BMW 530e vs Mercedes E 300 e: performance and handling
The BMW is the clear winner for driving enjoyment, but both are superb long-distance cruisers
Both of these cars make exceptional long-distance cruisers and also deliver a cohesive, satisfying drive on a good road, but the BMW is better to drive overall. It’s some 150kg lighter than the Mercedes; you can feel that in its more energetic turn-in and the way it hides its substantial mass better.
It has a bit more body float over fast undulations, but is otherwise neatly tied down in corners and generally feels more encouraging on the right road.
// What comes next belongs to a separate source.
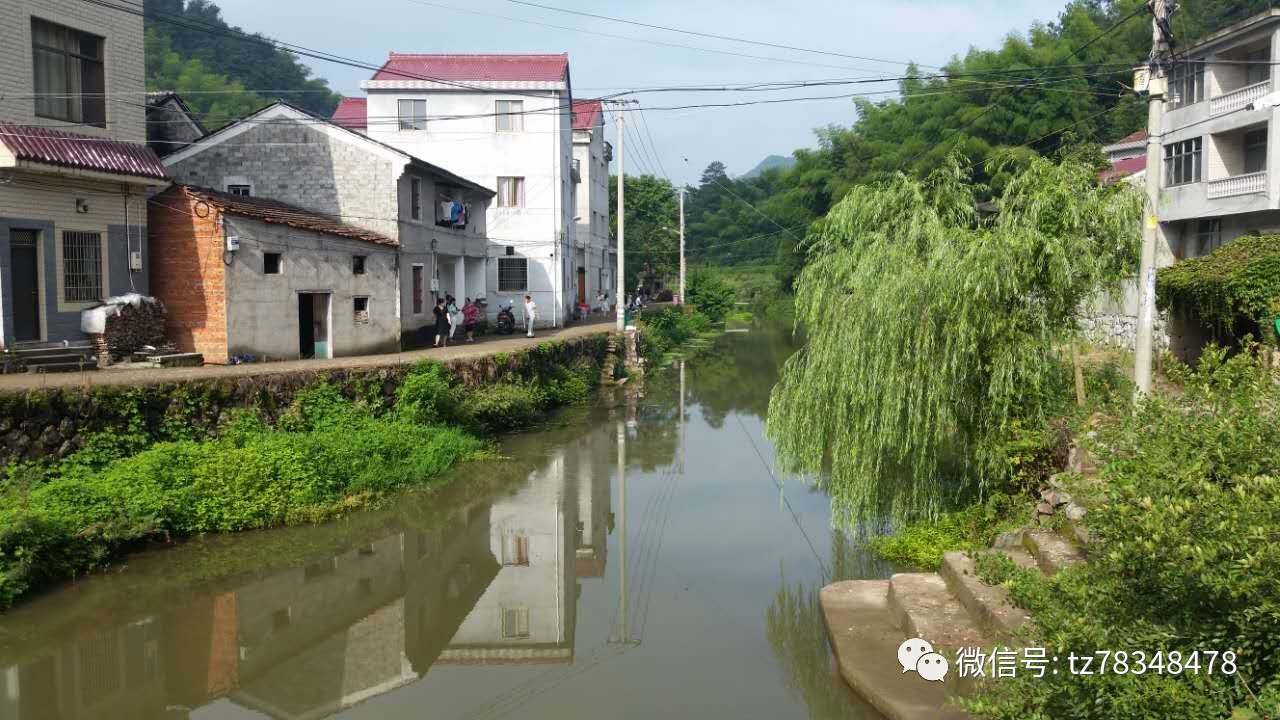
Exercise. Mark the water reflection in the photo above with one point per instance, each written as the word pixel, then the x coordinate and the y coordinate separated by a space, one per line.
pixel 480 598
The Mercedes has lovely, slick steering progression and is really pleasing to drive smoothly and quickly, but it never delivers the communication and driver involvement that the BMW does.
The BMW is also the more comfortable of the two. Our Mercedes test car came on 19-inch alloy wheels and run-flat tyres, which did it no favours at all, giving a rather brittle edge to the ride quality, which we know from our experience of living with an E 300 de diesel on 18-inch wheels and standard tyres can be usefully more cushy and relaxing.
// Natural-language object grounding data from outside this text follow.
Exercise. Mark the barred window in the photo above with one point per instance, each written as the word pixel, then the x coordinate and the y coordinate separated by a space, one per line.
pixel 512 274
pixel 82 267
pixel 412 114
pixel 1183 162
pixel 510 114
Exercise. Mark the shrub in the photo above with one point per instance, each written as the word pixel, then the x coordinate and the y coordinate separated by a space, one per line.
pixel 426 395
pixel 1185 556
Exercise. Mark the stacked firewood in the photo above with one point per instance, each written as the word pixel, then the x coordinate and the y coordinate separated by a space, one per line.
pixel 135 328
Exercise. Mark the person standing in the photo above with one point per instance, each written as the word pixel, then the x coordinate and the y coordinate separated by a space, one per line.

In comparison, the BMW is less sensitive to wheel size, so even our M Sport test car on 19-inch wheels rode with supple pliancy. There’s not much in it for refinement; both cars are exceptionally soothing commuters on the motorway or in town. There’s very little vibration or harshness from the 2.0-litre turbocharged petrol engines, and the smooth shifts from the nine-speed (Mercedes) and eight-speed (BMW) automatic gearboxes are barely perceptible.
Where the Mercedes does beat the BMW is in straight-line performance. We managed 0-60mph in just 5.3 seconds from the E 300 e, which is quite remarkable for a two-tonne executive car that emits under 50g/km of CO2. You can thank the 700Nm of torque on offer for that.
The BMW lagged behind at 6.4 seconds for the same sprint, but it still feels seriously punchy, and the fact that it’s offered with four-wheel drive will be of more appeal to most than the Mercedes’ quietly rapid acceleration.